8. The method for preparing a pharmaceutical preparation containing oxybuprocaine hydrochloride according to claim 1, characterized in that, Step S4 includes: S4.1 Stir and mix the buffer component and the osmosis regulating component, controlling the stirring speed at 100-300 rpm, and stir for 10-40 minutes to form a buffer aqueous phase; S4.2 Add oxybuprocaine hydrochloride to the buffer aqueous phase. The amount of oxybuprocaine hydrochloride added is 0.20% to 0.50% of the buffer aqueous phase. Control the temperature at 10 to 25°C and the stirring speed at 150 to 350 rpm. Stir for 10 to 30 minutes to obtain the drug solution. S4.3 Add an inclusion agent to the drug solution. The amount of inclusion agent added is 2 to 10 times the mass of oxybuprofen hydrochloride. Control the system temperature at 15 to 30°C and the stirring speed at 150 to 400 rpm. Continue stirring for 0.5 to 3 hours. S4.4 Continue to add the repair auxiliary components, control the temperature at 4-10℃, stir and mix for 0.5-2 hours, adjust the pH and osmotic pressure, control the pH at 6.4-7.2, after adjustment, let it stand at 4-15℃ for 10-60 minutes to degas, and obtain the final solution; S4.

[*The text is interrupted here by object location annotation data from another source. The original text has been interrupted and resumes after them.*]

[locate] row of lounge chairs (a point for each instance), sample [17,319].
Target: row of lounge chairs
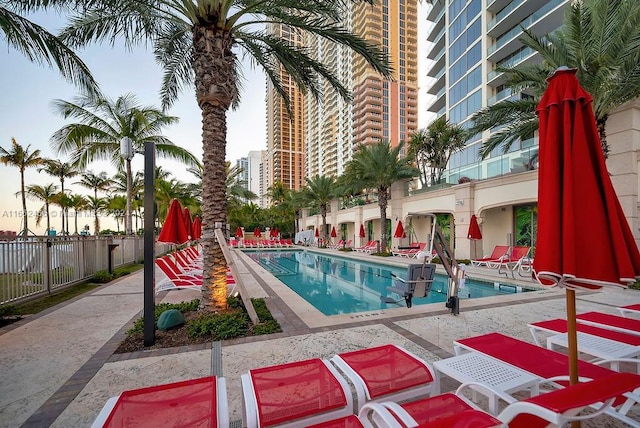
[260,243]
[388,386]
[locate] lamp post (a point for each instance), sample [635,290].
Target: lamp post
[126,150]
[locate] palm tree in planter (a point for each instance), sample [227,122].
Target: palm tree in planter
[79,204]
[47,194]
[319,192]
[102,125]
[61,170]
[21,158]
[194,41]
[378,166]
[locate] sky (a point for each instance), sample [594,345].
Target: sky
[27,90]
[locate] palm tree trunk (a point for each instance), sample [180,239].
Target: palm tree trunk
[214,65]
[127,216]
[382,203]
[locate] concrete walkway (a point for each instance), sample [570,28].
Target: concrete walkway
[58,367]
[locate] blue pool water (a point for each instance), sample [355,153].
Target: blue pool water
[336,285]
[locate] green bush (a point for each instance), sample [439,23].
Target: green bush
[102,277]
[138,325]
[9,311]
[220,326]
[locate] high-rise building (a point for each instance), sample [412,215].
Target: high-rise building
[381,109]
[384,109]
[469,39]
[284,160]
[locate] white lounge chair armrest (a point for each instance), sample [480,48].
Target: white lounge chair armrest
[222,403]
[249,404]
[382,416]
[485,390]
[400,413]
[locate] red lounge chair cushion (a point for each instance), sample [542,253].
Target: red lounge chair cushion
[529,357]
[465,419]
[351,421]
[387,369]
[428,410]
[611,320]
[295,390]
[189,403]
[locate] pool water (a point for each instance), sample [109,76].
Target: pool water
[336,285]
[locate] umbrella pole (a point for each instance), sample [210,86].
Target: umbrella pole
[572,339]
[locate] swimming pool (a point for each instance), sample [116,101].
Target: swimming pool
[336,285]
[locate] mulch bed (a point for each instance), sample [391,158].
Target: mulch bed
[164,339]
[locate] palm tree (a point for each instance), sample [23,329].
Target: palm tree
[97,206]
[46,194]
[319,192]
[95,182]
[23,159]
[194,41]
[600,40]
[378,166]
[61,170]
[40,46]
[79,204]
[103,123]
[432,148]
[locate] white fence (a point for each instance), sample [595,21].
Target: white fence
[42,264]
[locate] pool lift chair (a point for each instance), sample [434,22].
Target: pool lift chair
[420,276]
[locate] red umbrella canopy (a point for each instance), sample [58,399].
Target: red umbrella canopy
[196,228]
[186,215]
[399,231]
[474,229]
[577,205]
[173,229]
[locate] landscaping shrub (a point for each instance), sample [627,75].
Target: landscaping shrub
[102,277]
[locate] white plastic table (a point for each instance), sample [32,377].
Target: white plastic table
[597,346]
[475,367]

5. The final solution is pre-filtered through a 0.45μm filter membrane and then filtered through a 0.22μm filter membrane. It is then aseptically filled and sealed. After filling, it is placed at 2-8℃ for 12-72 hours to mature at low temperature to obtain a pharmaceutical preparation containing oxybuprocaine hydrochloride.
9. A method for preparing a pharmaceutical preparation containing oxybuprocaine hydrochloride according to claim 1 or 8, characterized in that, In step S4, the buffer component includes at least one of sodium dihydrogen phosphate, disodium hydrogen phosphate, boric acid, borax, citric acid, and sodium citrate; the osmotic conditioning component includes at least one of sodium chloride, mannitol, glucose, trehalose, and sorbitol; the inclusion agent includes at least one of hydroxypropyl-β-cyclodextrin, β-cyclodextrin, sulfobutyl ether-β-cyclodextrin, methyl-β-cyclodextrin, and γ-cyclodextrin; and the repair auxiliary component includes at least one of recombinant human epidermal growth factor, sodium hyaluronate, trehalose, carboxymethyl chitosan, hydroxypropyl methylcellulose, and polyvinyl alcohol.

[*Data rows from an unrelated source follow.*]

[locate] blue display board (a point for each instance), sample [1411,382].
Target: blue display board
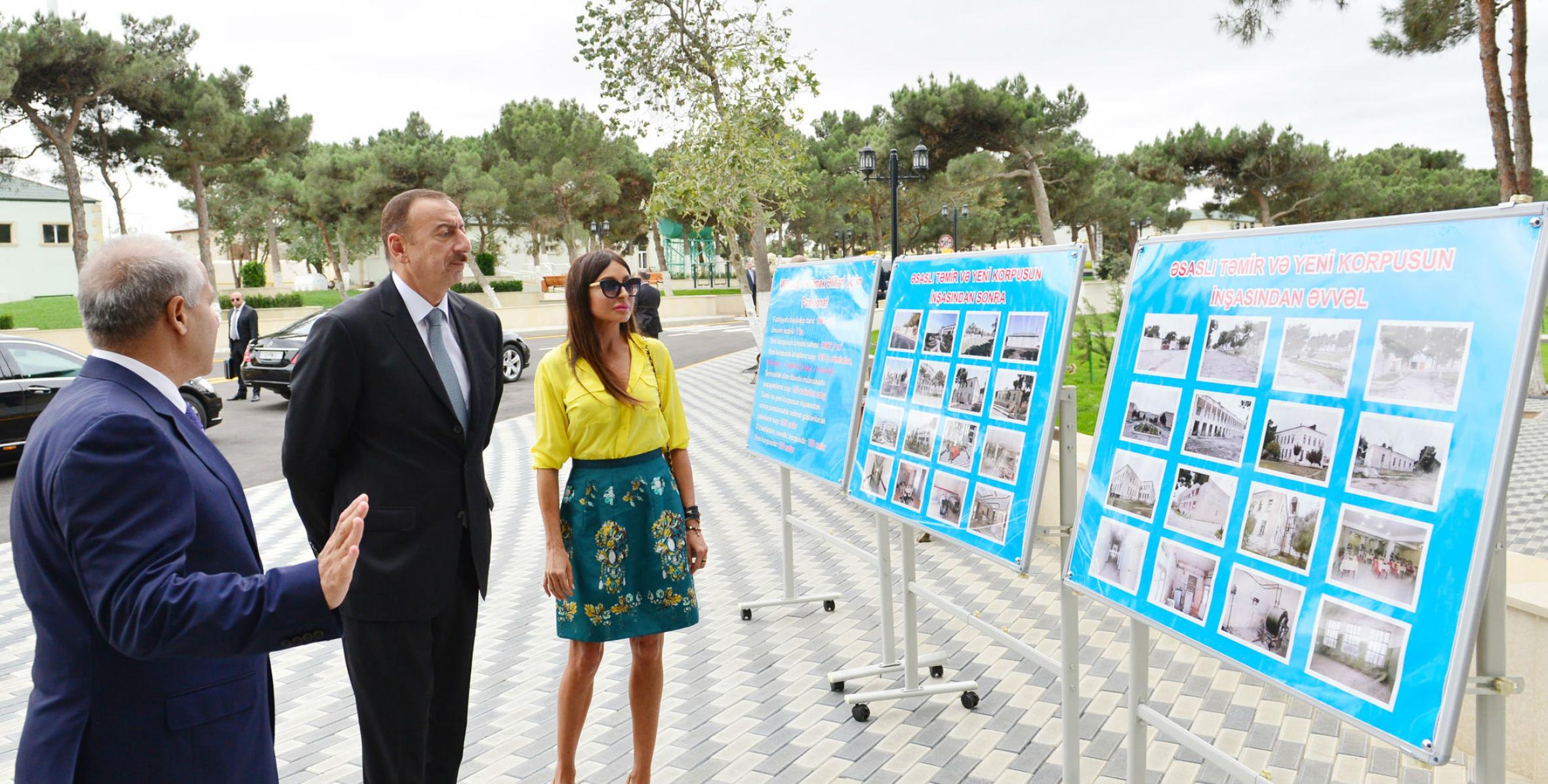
[1302,449]
[960,404]
[816,332]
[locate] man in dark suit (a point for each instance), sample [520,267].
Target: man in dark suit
[395,393]
[135,554]
[242,328]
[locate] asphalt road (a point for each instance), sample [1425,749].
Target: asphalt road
[250,435]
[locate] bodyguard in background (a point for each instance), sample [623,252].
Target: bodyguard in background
[242,328]
[135,554]
[395,393]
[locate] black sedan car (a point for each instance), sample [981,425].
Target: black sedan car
[272,358]
[33,373]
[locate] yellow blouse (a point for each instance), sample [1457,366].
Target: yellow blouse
[577,416]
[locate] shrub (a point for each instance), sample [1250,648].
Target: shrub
[255,276]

10. A pharmaceutical preparation containing oxybuprocaine hydrochloride, characterized in that, It is prepared by the method for preparing a pharmaceutical preparation containing oxybuprocaine hydrochloride as described in any one of claims 1-9.

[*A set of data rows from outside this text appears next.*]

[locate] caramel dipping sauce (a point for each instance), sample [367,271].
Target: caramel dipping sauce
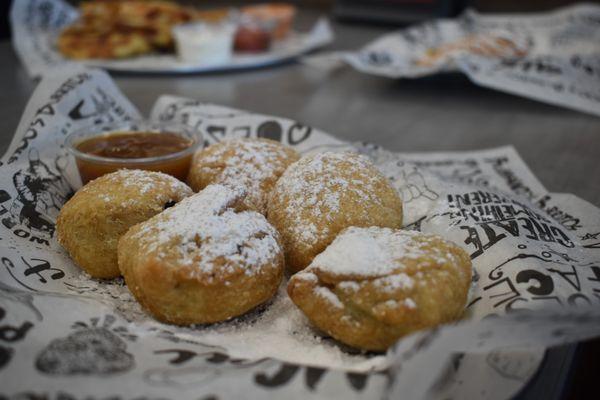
[105,152]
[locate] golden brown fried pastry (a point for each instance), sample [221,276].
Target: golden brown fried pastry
[203,260]
[92,221]
[373,285]
[320,195]
[251,164]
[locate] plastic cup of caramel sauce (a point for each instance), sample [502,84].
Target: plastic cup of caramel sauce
[147,145]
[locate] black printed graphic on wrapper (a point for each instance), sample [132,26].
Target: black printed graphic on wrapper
[10,334]
[40,192]
[92,349]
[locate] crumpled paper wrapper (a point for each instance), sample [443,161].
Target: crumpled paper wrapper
[36,24]
[553,57]
[535,255]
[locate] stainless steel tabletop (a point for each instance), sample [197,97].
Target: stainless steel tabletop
[446,112]
[440,113]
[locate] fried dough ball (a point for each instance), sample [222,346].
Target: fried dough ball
[320,195]
[90,224]
[252,164]
[374,285]
[204,260]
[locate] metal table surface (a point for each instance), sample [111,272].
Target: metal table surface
[440,113]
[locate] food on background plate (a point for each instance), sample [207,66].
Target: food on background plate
[250,163]
[252,38]
[90,224]
[204,260]
[278,15]
[372,286]
[139,145]
[121,29]
[209,44]
[114,29]
[322,194]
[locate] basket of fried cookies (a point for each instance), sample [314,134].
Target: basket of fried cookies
[254,214]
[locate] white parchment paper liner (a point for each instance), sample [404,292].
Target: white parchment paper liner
[561,65]
[106,345]
[36,23]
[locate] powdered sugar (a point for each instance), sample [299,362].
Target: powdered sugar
[373,252]
[328,295]
[248,164]
[204,229]
[317,184]
[141,181]
[394,282]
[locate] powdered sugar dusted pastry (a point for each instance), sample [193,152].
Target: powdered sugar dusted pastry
[373,285]
[92,221]
[204,260]
[251,164]
[320,195]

11. A pharmaceutical preparation containing oxybuprocaine hydrochloride according to claim 10, characterized in that, The pharmaceutical preparation includes oxybuprocaine hydrochloride, buffer components, osmotic modifiers, inclusion agents, and repair adjuvants; among which, Obuprocaine hydrochloride is used for local anesthesia of the ocular surface to relieve pain in the cornea and conjunctiva. Buffer components are used to control the pH stability of pharmaceutical preparations; Osmotic adjustment components are used to adjust the osmotic pressure of pharmaceutical preparations to make it close to the osmotic pressure of tears; Inclusion agents are used to form inclusion systems with oxybuprocaine hydrochloride, thereby improving the stability of oxybuprocaine hydrochloride in formulations; The repair and auxiliary components are used to improve the retention of the medication on the ocular surface.